Community & Maintenance
- Astro: ~49k stars, well-funded startup, regular major releases
- Starlight: ~8k stars, actively maintained by the Astro core team
- Monthly releases with new features
- Growing adoption: Arcjet (security), Cloudflare, The Guild, Biome, Tinybird, Distr use Starlight
- Arcjet (AI runtime security -- bot detection, rate limiting, attack protection) is a directly relevant security industry reference case
- Companies have migrated from Docusaurus to Starlight citing better performance and easier PR reviews
Concerns
- Starlight is still pre-1.0. Breaking changes possible, though the Astro team has been conservative
- Smaller plugin ecosystem than Docusaurus or MkDocs
- Less familiar to teams with React/Vue experience (Astro has its own component model, though it supports React/Vue islands)

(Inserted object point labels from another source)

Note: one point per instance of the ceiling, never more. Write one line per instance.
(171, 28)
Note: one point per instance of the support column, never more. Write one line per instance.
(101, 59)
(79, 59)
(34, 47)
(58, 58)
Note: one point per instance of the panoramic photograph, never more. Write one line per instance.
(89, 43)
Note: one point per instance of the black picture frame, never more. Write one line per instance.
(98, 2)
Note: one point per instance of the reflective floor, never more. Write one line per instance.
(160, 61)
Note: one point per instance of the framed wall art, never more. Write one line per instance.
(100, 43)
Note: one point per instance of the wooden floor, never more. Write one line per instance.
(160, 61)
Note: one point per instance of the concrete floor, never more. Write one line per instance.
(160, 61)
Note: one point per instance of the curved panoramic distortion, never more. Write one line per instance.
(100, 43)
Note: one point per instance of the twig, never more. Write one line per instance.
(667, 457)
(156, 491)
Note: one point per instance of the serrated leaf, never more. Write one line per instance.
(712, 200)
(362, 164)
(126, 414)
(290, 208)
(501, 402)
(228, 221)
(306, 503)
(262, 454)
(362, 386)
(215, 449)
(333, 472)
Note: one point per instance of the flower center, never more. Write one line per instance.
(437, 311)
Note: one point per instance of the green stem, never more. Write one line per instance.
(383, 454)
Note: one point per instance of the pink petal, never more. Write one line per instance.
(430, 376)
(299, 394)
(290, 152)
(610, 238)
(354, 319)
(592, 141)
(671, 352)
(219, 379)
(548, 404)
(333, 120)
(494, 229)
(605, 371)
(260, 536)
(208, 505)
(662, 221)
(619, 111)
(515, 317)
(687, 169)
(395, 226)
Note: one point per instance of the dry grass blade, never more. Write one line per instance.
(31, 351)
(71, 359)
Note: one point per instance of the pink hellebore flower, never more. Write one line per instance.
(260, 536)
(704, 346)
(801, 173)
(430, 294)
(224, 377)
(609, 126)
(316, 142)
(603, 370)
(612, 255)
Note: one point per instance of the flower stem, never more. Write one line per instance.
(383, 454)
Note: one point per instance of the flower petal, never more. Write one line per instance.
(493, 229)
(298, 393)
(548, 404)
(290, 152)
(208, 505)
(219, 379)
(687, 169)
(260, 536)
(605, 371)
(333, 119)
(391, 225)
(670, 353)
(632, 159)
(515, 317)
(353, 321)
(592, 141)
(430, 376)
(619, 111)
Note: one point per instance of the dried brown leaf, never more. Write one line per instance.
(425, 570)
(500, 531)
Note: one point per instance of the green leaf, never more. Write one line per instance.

- starlight-obsidian plugin is maintained by a single developer (HiDeoo), though they are prolific in the Starlight ecosystem
4.5 Mintlify
Version: Proprietary (SaaS) Stack: Proprietary, MDX-based Stars: N/A (closed source) Backing: VC-funded startup
Markdown Support
Mintlify supports .md and .mdx files. Content lives in a Git repository and is synced to Mintlify's hosted platform. However, the files must conform to Mintlify's specific frontmatter schema and component syntax.
Every published page is accessible as Markdown by appending .md to the URL. Mintlify auto-generates /llms.txt for LLM indexing.
Obsidian Compatibility
No wiki-link support. No known integration with Obsidian vaults. Frontmatter must follow Mintlify's schema (different from our custom fields).
Multi-Site
Separate Mintlify projects for internal and customer-facing docs. Each project has its own configuration and deployment.
Cloudflare Pages
Not possible. Mintlify is a hosted-only platform. Your docs are built and served on Mintlify's infrastructure. You cannot self-host or deploy to Cloudflare Pages.
Pricing
- Hobby: Free (1 editor, basic features, Mintlify branding)
- Pro: $300/month ($212/mo with annual billing at ~15% off; 5 editors, AI search, custom domain, analytics)
- Enterprise/Custom: $600+/month (SSO, advanced access control, priority support)
- Extra editor seats: $20/month each
- SOC 2 Type II compliant
- AI agent can monitor codebase and propose doc updates via GitHub PRs
Strengths
- Excellent API documentation with auto-generated playground from OpenAPI specs
- Beautiful default design (arguably the best-looking out of the box)
- AI-powered search and chat
- Analytics dashboard
- Very fast setup
Verdict
Disqualified. Hosted-only (no Cloudflare Pages), no Obsidian compatibility, significant vendor lock-in, expensive at scale. The API playground is compelling for customer-facing docs but doesn't justify the constraints. If we ever need an API playground, Starlight's starlight-openapi plugin or Docusaurus's Swagger UI integration can fill this gap.
4.6 VitePress (Vue.js)
Version: 1.6.4 (stable; v2.0.0-alpha in development) Stack: TypeScript, Vue.js, Vite Stars: ~17,000 on GitHub Backing: Vue.js core team (Evan You)
Markdown Support
VitePress is strongly Markdown-first. All .md files are compiled to Vue components at build time, but the authoring experience is pure Markdown. No MDX or special syntax required. YAML frontmatter is fully supported.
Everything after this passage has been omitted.